Hardware Considerations when Architecting a Face Recognition System

As the capabilities of automated face recognition algorithms continue to skyrocket, so does the number of face recognition (FR) applications being deployed. Whether it is using FR to unlock a phone, create an investigative lead to help identify a violent criminal, enable low-income persons to open a bank account online, or perform visitor management at a courthouse, more and more face recognition applications continue to be developed by dozens of different system integrators. However, depending on the application, different system architectures and software requirements will be needed. And, depending on the architecture, different algorithm requirements will emerge. This article will discuss these requirements across different face recognition applications so that readers can select the proper FR algorithm when building FR systems.


Face Recognition ApplicationsThere are three primary use-cases for FR technology:

Identity Verification 1:1

Identity verification (1:1) is the process of validating a person against a claimed identity. For example, the person will claim to the system they are “John Doe”. The system would take a photo of the person (the face “presentation”), generate an FR template from the photo, and compare it against the template on file for “John Doe”. If the presented identity matches the reference identity, then access is granted. This could mean a door opens, a bank account is accessed, or a phone is unlocked. It is important to note that face can be one of multiple authentication factors used for identity verification (e.g., passwords, or tokens).

USE CASES

Bank Account Access
Secure Facility Access
Phone Unlock
Tax Return Filing

Analyst Driven Search1:N

Analyst driven search (1:N) is the process of manually searching a face image (a “probe”) against a database of pre-processed FR templates (a “gallery”).

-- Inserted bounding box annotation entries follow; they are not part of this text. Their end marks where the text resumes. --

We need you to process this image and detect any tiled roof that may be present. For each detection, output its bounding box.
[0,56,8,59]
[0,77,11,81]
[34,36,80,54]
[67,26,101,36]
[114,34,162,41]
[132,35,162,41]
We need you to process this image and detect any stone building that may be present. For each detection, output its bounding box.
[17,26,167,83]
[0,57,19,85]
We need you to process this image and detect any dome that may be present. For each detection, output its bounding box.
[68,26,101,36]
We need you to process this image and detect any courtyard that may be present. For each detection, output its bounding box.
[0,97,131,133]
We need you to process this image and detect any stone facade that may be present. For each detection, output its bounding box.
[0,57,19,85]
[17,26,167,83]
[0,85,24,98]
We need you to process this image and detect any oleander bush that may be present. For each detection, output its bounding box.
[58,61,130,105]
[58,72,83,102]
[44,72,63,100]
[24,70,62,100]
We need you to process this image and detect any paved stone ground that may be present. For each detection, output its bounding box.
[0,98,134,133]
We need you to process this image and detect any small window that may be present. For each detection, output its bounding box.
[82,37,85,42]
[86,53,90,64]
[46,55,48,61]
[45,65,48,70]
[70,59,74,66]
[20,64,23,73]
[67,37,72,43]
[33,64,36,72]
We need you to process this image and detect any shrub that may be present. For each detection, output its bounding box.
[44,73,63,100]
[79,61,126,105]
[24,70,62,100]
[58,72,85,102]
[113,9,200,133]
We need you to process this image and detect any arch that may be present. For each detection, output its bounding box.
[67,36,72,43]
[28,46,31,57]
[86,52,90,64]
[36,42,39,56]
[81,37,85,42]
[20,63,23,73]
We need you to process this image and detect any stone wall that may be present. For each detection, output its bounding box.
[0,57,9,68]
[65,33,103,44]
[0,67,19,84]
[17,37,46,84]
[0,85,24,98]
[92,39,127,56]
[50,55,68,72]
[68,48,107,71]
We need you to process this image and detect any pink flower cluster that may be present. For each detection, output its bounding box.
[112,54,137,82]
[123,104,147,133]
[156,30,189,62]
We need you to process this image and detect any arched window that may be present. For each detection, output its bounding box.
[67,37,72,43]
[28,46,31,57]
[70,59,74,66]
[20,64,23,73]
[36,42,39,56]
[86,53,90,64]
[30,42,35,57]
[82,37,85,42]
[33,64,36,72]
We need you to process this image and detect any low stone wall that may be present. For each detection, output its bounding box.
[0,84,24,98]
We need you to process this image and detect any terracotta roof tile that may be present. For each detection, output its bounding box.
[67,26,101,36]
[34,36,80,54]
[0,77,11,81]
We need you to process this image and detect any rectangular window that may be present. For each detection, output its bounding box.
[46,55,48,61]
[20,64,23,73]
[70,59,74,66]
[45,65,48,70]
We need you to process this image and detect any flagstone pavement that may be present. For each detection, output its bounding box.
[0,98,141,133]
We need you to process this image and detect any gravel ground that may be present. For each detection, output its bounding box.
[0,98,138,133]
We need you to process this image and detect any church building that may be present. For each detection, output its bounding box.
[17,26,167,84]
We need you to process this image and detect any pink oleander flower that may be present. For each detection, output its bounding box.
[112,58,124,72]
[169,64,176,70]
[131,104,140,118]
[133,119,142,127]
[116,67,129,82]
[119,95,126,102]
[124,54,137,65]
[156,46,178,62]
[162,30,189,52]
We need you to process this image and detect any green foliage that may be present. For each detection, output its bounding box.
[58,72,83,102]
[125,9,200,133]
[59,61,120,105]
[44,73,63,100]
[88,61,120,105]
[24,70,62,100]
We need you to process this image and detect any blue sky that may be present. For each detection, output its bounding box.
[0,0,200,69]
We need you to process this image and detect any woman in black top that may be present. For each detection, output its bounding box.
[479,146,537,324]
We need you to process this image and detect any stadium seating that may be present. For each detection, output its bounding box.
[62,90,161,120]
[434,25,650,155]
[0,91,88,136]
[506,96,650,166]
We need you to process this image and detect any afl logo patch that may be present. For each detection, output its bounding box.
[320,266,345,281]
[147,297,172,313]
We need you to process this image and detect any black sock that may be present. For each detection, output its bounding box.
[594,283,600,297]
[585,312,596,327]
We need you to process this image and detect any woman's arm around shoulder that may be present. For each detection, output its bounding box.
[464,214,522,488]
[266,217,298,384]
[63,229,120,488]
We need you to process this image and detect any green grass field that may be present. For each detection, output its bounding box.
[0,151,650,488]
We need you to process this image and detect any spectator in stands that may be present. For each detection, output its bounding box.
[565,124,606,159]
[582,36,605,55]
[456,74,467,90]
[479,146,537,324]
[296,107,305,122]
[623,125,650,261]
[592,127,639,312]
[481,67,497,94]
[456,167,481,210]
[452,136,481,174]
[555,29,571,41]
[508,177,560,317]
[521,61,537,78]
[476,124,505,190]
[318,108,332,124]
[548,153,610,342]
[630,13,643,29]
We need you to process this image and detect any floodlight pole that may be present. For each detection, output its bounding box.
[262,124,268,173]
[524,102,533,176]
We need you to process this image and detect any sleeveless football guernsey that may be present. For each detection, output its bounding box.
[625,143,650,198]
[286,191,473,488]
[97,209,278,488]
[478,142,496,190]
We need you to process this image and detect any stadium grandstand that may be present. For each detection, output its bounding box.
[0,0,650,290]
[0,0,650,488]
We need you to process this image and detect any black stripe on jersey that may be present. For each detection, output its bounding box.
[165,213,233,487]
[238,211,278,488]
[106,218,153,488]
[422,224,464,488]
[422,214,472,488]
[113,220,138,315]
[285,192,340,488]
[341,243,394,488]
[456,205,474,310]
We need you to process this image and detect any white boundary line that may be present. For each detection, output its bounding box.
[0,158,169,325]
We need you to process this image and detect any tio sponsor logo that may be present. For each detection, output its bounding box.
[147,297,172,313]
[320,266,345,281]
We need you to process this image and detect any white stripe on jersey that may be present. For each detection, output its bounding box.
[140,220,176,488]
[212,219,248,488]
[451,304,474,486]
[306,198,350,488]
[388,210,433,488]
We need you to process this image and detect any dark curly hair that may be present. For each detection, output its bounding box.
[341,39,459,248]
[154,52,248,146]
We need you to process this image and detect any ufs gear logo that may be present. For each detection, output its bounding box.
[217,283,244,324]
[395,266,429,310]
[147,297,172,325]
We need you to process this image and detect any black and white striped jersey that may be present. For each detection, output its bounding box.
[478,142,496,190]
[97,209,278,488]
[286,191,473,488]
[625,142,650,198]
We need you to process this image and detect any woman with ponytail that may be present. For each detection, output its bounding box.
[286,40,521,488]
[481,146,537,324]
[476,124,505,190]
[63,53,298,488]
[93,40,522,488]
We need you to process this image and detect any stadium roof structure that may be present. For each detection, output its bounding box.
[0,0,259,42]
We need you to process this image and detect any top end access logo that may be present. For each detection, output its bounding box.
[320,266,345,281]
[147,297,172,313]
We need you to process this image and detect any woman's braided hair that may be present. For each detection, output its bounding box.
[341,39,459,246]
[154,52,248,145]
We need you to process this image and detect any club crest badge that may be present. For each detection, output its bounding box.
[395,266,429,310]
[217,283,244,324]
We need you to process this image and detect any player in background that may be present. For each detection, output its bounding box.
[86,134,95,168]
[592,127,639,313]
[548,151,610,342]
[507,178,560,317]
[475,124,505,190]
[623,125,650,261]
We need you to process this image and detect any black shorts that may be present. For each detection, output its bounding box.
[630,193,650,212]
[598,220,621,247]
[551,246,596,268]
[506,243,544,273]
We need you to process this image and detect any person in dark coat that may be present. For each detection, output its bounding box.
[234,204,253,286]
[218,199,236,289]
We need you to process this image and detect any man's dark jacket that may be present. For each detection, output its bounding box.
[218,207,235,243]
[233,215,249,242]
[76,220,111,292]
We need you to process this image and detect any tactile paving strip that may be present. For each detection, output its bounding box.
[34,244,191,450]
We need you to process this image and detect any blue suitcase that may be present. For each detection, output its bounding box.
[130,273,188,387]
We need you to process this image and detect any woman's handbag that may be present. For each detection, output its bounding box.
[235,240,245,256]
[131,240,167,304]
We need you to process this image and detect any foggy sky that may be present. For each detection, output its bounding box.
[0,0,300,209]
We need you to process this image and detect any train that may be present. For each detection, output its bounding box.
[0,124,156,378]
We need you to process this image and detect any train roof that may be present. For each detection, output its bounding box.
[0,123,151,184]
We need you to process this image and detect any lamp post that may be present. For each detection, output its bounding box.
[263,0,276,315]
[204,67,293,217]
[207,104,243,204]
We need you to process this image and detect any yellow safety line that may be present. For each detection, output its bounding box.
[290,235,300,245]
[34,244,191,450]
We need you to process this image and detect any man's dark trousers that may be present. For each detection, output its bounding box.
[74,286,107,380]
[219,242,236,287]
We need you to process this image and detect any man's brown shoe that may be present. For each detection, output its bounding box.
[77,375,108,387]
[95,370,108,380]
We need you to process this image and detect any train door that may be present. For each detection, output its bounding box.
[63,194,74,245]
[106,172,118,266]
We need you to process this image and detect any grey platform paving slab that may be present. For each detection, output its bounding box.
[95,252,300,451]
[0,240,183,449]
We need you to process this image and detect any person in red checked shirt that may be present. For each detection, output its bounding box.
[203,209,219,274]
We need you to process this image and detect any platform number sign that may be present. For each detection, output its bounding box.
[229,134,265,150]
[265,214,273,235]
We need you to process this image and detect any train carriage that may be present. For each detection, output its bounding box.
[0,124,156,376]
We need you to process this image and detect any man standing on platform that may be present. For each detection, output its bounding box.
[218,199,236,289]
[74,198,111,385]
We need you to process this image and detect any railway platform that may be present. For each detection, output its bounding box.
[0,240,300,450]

For example, in a criminal investigation, an image of a suspect may be obtained from a variety of sources, such as a still frame from a security camera, an online photo, or picture captured by a witness. This probe photo of the criminal suspect would then be manually uploaded for search. In turn, a template would be created from the probe image, and it would then be compared against all the templates in the gallery database. After comparing the probe to the gallery, the most similar matching images in the gallery would be presented to the analyst for manual adjudication. This process is labor intensive in that the FR system is merely a filtering tool that will reduce the size of the database. A significant amount of time and effort is needed for the manual adjudication process.

USE CASES

Identification of a Bank Robber from a surveillance video frame.
Identification of an Assaulter from their online dating profile.
Identification of a Hit & Run Suspect from a bystander’s cell phone camera.

Automated Search1:N+1

Automated search (1:N+1) is typically performed in high-throughput applications such as traveler screening or video analytics. For example, a human trafficking investigation may require anlayzing terabytes of images and video to identity the different persons present (both victims and perpetrators). This step involves generating templates for every input image processed. Or, in the case of live streaming video, templates are generated at a rate of roughly five (5) video frames per second (FPS). For video, after the templates have been generated they are often clustered into the different identities present. This clustering and tracking step involves cross-comparing all the templates. Without an efficient template comparison speed and clustering algorithm, this process can be very time consuming and generally grows exponentially in time as a function of the number of templates being clustered. Each clustered identity, or each individual template if no clustering is performed, is then searched against available watch-list galleries. Any probe template that matches a gallery template beyond a predetermined similarity threshold will trigger an identity match alert. Or, in the case of a passenger screening for an automated search application, either a single image is manually captured by an operator, or a live video stream of a passenger is captured and automatically distilled down to a single representative photograph. In the case of the single image, the face image is captured, analyzed for quality conformance (e.g., using an automated quality metric and / or validation of ICAO compliance), and templatized. In the case of live video, five (5) to ten (10) FPS needs to be captured and templatized, followed by identity tracking and grouping, and finally cross-comparing templates from the recent collection sequence and possibly applying spatio-temporal constraints. The template for each passenger being screened can then be compared against multiple galleries, such as a passenger manifest or No Fly List. Any probe template that matches a gallery template beyond a predetermined similarity threshold will trigger an identity match alert. Or, in the case of the passenger manifest, if the presented passenger identity does not match any person in the manifest, a match alert would occur.

USE CASES

Bank Account Access
Secure Facility Access
Phone Unlock
Tax Return Filing

Hardware Considerations

Algorithm Efficiency

Previous Rank One articles have provided significant insights into the various efficiency metrics that influence an FR algorithm’s deployability. For new readers we highly recommend reading those articles, particularly our initial article on the topic. To summarize these metrics:

  • Template generation speed is the time needed to initially process a face image or video frame.
  • Template size is the memory required to represent face features of a processed face image.
  • Comparison speed is the time needed to measure the similarity between two face templates.
  • Binary size is the amount of memory needed to load an algorithm’s model files and software libraries.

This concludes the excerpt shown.